Berardelli also points to the importance of making the global phenomenon of climate change as local as possible.  In his forecasts, he talks about trends in local weather, such as temperatures or flooding, and talks about the impact these trends are having on his audience.

“We should show how those changes impact our viewers: should we plant our gardens earlier, buy more flood insurance and will our local ski resorts have enough snow to stay open?” Berardelli says.

Furthermore, Berardelli says meteorologists should be “empathetic about how people are impacted by climate change,” recognizing its uneven distribution, often affecting vulnerable populations the most. 

In the end, Berardelli, Lindmeier, Ward and Gillis all emphasize that the meteorologist’s responsibility is to deliver the truth.

“Regardless [of politicization], they should not shy away from their human duty of leveling with viewers by telling them the truth and their civic duty as an expert in conveying the science,” Berardelli says.
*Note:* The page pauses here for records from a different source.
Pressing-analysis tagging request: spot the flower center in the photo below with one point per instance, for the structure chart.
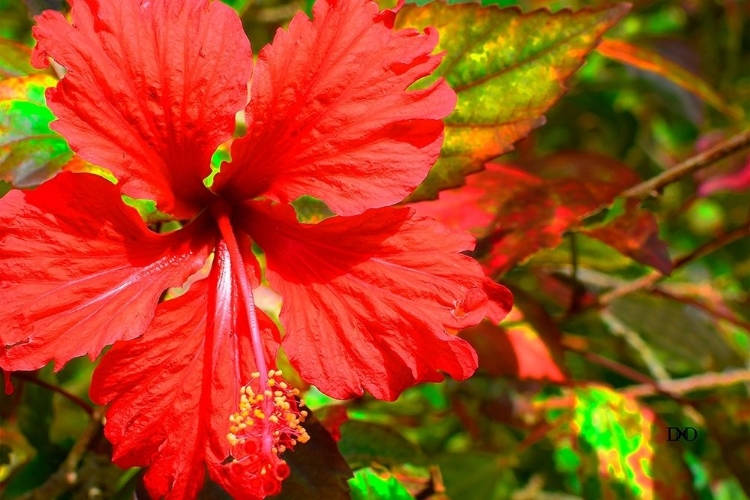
(283, 420)
(254, 423)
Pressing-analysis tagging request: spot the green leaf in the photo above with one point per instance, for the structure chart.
(30, 152)
(35, 415)
(317, 468)
(647, 60)
(363, 443)
(239, 6)
(15, 59)
(367, 485)
(507, 68)
(685, 338)
(612, 447)
(477, 475)
(728, 421)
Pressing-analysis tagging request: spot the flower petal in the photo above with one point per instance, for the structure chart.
(330, 115)
(373, 292)
(152, 89)
(79, 270)
(173, 389)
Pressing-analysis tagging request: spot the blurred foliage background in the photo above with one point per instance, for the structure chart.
(578, 387)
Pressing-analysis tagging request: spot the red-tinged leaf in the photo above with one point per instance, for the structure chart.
(80, 270)
(737, 180)
(14, 60)
(529, 206)
(636, 234)
(171, 391)
(612, 447)
(375, 292)
(330, 95)
(648, 60)
(30, 152)
(507, 68)
(517, 352)
(728, 421)
(123, 104)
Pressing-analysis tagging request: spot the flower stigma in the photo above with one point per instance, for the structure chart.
(254, 424)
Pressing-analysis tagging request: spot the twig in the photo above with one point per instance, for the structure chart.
(689, 384)
(59, 390)
(648, 281)
(66, 476)
(693, 164)
(655, 367)
(745, 325)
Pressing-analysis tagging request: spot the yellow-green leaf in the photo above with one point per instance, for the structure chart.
(647, 60)
(612, 447)
(508, 69)
(14, 59)
(30, 152)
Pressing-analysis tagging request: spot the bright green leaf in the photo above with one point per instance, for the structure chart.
(367, 485)
(507, 68)
(317, 468)
(613, 447)
(363, 443)
(15, 59)
(30, 152)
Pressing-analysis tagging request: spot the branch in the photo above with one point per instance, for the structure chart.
(650, 280)
(689, 384)
(66, 476)
(712, 311)
(697, 162)
(59, 390)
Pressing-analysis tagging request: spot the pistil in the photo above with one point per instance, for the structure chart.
(221, 212)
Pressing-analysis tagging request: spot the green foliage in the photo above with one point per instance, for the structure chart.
(564, 404)
(507, 69)
(367, 485)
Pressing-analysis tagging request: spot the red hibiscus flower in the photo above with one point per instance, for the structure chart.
(152, 88)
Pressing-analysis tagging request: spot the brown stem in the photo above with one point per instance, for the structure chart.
(704, 307)
(66, 476)
(648, 281)
(689, 384)
(59, 390)
(693, 164)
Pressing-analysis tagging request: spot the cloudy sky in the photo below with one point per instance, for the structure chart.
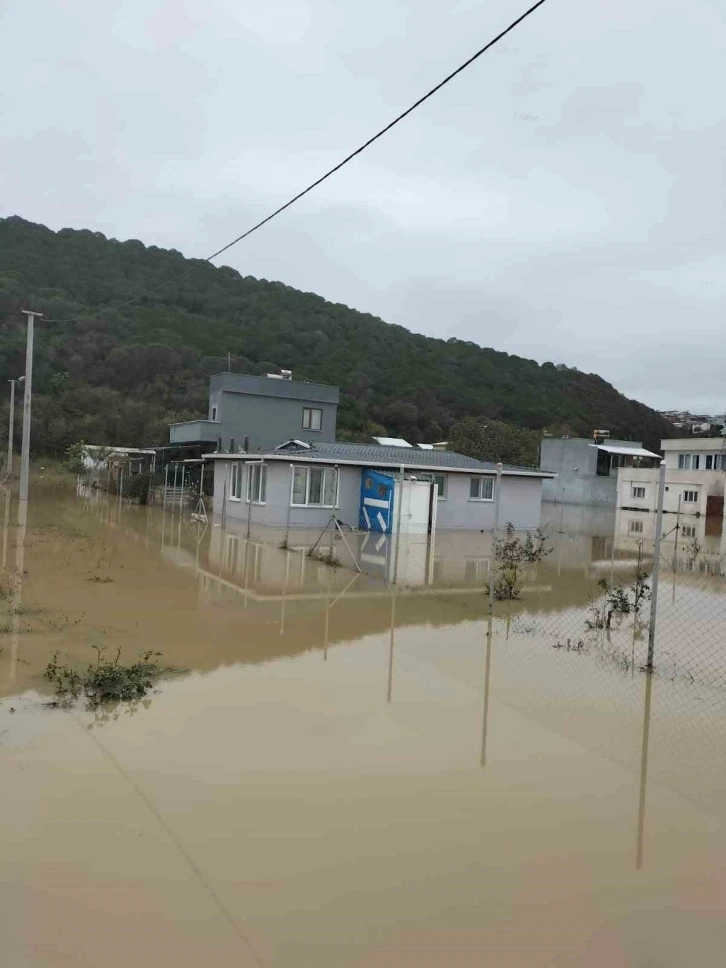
(563, 199)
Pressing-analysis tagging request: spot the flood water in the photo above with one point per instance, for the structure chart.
(348, 773)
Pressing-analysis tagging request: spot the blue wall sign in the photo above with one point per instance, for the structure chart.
(376, 502)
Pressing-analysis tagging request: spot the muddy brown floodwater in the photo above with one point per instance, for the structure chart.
(344, 775)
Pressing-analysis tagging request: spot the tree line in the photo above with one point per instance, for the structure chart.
(123, 375)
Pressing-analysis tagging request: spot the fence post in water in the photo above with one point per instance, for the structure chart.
(495, 529)
(289, 505)
(656, 566)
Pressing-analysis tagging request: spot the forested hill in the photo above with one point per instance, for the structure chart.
(121, 376)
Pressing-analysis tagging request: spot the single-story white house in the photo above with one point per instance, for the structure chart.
(300, 485)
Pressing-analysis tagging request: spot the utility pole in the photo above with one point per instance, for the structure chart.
(27, 403)
(11, 424)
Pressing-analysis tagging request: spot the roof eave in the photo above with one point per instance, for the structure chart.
(307, 458)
Resources for covering climate change:

Communicators have resources available to ethically and accurately cover climate science and weather. Lindmeier is part of the American Meteorological Society, which works to “promote the broadcast meteorologist to be the station’s scientist and use that as a way of talking about climate change.” is another resource available to professionals that provides peer-reviewed science in localized contexts for broadcasters to use in their segments. 

Lastly, National Climate Assessments are researched and compiled by the U.S. Global Research Change Program and delivered to the President of the United States and Congress every four years. Such assessments provide information on the impact of climate change on the U.S. and also break information down regionally.